Rebecca Rowe

Rebecca Rowe is passionate about bringing contemporary music to new audiences in a way that is exciting and challenging, yet meaningful and accessible. She is interested in presenting music in new ways, and in new spaces, particularly interdisciplinary projects involving musicians, artists, film-makers and writers.

Rebecca has composed soundtracks for animated films and theatre productions, and she has worked collaboratively with directors and poets in setting their images and words to music.

Rebecca has received great acclaim for her orchestral, chamber and choral work, enjoying many commissions from artists as diverse as the Dunedin Consort, Cappella Nova, the Hilliard Ensemble, recorder virtuoso John Turner, contemporary music ensemble ONE VOICE, Northern College Aberdeen, tenor Steven Griffin, the Allegri String Quartet, and the innovative Chroma Ensemble, to name but a few.

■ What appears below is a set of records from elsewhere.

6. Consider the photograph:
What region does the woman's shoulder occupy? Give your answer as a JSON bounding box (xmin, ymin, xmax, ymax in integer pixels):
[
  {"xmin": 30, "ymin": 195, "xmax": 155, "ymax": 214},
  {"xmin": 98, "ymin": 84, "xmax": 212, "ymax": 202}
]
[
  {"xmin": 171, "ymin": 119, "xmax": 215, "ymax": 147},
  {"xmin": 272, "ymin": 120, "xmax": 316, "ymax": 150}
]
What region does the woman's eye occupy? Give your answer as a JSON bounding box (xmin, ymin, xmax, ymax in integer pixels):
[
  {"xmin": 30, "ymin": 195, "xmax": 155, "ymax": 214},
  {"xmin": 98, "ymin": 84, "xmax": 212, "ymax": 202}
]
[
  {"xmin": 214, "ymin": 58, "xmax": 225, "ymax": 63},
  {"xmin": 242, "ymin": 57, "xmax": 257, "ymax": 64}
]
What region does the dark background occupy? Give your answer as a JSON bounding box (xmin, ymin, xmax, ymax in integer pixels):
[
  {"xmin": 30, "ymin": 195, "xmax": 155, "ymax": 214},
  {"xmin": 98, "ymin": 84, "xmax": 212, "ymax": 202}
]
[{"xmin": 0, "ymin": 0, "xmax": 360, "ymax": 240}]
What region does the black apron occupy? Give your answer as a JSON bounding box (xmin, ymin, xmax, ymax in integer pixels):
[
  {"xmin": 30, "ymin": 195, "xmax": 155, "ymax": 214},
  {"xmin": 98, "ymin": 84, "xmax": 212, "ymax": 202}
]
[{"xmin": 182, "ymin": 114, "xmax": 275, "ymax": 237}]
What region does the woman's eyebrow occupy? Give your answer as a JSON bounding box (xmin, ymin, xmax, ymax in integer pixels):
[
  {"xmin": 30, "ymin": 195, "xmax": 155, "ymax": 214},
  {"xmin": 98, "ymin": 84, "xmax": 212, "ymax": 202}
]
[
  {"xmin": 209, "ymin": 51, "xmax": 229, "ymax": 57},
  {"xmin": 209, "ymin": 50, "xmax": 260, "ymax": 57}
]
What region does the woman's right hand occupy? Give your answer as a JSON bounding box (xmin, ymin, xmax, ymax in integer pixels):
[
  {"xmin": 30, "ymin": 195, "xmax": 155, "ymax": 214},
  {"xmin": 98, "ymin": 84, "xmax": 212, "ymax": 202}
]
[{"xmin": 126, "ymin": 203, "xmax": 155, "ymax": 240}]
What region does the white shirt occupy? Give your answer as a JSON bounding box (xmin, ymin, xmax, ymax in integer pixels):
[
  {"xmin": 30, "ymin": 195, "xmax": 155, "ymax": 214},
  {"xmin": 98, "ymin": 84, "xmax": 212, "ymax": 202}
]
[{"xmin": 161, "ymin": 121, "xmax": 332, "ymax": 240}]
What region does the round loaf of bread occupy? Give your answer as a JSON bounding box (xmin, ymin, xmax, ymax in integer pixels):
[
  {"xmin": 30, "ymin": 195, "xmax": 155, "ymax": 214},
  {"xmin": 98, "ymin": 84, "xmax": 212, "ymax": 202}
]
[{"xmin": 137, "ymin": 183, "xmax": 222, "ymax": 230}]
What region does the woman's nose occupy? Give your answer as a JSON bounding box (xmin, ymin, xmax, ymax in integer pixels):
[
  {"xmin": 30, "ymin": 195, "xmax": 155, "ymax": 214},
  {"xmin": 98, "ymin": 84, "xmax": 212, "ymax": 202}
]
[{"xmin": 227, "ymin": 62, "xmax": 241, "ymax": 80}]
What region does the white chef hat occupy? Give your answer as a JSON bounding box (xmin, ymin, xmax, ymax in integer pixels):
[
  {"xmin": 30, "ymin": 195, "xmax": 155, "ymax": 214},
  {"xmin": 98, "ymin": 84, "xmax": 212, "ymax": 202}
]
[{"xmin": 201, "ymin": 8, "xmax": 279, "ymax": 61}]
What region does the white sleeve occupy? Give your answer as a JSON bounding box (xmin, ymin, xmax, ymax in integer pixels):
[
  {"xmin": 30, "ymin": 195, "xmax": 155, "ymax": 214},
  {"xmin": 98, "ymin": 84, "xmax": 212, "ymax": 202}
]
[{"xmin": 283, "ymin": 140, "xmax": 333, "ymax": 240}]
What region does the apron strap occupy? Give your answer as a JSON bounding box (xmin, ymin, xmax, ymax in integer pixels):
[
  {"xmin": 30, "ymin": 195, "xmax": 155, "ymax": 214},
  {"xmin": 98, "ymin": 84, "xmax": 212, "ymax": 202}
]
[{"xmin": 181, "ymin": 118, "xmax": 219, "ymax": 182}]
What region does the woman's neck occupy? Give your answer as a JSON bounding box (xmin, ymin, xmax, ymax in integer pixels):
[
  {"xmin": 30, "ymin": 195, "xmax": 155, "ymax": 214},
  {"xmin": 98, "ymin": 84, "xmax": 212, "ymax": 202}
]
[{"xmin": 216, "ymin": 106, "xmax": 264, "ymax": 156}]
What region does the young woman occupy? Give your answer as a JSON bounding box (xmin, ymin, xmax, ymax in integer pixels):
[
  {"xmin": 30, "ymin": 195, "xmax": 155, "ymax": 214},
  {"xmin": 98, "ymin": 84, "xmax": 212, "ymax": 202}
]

Rebecca’s musical training began in South Yorkshire, as a cellist and pianist, before moving to study at the University of Hull, and later the University of Edinburgh. She holds an MMus in Composition from Edinburgh, having studied with Nigel Osborne. Rebecca is a founder member of The Squair Mile Consort of Viols, and is a former Artistic Director and Conductor of Edinburgh University Contemporary Music Ensemble.

Known also as a highly-skilled conductor and interpreter of contemporary music, she has conducted chamber orchestras, contemporary music ensembles and large choirs, ranging from children’s school choirs through to University ensembles.

Rebecca’s work has been broadcast on BBC Radio Scotland, BBC Radio 3 and the BBC World Service. Short films which she scored have been broadcast on STV and bought by BBC TV.

Rebecca received an award from The English Poetry and Song Society, for the 1994 work No Sad Songs, a setting of a Christina Rossetti poem. In 2005 Rebecca was invited to be a panel-member at StAnza where she took part in an illuminating debate on Words and Music. Between 2010 and 2012, she worked on a series of multidisciplinary projects with film-director Alastair Cook.

The 2015 collaborative project Turning the Elements, resulted in the commission Three Pieces for Soprano and Clarinet, for Frances Cooper and Joanna Nicholson. For this endeavour, new poetry was also commissioned from prominent Scottish poets Jane McKie and Stewart Sanderson, which formed the texts of the songs. This project, also involving visual projections, was unveiled at Aberdeen’s prestigious SOUND Festival as well as in Jedburgh for Book Week Scotland and at the StAnza Poetry Festival in St. Andrews in March 2016. In 2017, Rebecca’s new work Kaleidoscope, for chamber sextet, was premiered by the Chroma Ensemble in London. 2018 saw an exciting new work for the group Fliskmahoy! which was premiered in Inverness in September that year.